On 10/22/2014 06:07 AM, Thierry Carrez wrote:
Ihar Hrachyshka wrote:
[...]
For stable branches, we have so called periodic jobs that are
triggered once in a while against the current code in a stable branch,
and report to openstack-stable-maint@ mailing list. An example of
failing periodic job report can be found at [2]. I envision that
similar approach can be applied to test auxiliary features in gate. So
once something is broken in master, the interested parties behind the
auxiliary feature will be informed in due time.
[...]
The main issue with periodic jobs is that since they are non-blocking,
they can get ignored really easily. It takes a bit of organization and
process to get those failures addressed.
It's only recently (and a lot thanks to you) that failures in the
periodic jobs for stable branches are being taken into account quickly
and seriously. For years the failures just lingered until they blocked
someone's work enough for that person to go and fix them.
So while I think periodic jobs are a good way to increase corner case
testing coverage, I am skeptical of our collective ability to have the
discipline necessary for them not to become a pain.
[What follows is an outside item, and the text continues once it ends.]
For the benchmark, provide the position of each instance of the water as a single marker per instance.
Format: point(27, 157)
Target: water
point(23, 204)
We'll need a strict
process around them: identified groups of people signed up to act on
failure, and failure stats so that we can remove jobs that don't get
enough attention.
While I share some of your skepticism, we have to find a way to make
this work.
Saying we are doing our best to ensure the quality of upstream OpenStack
based on a single-tier of testing (the gate) that is limited to 40min runs
is not plausible. Of course a lot more testing happens downstream but we
can do better as a community. I think we should rephrase this subject as
"non-gating" jobs. We could have various kinds of stress and longevity
jobs running to good effect if we can solve this process problem.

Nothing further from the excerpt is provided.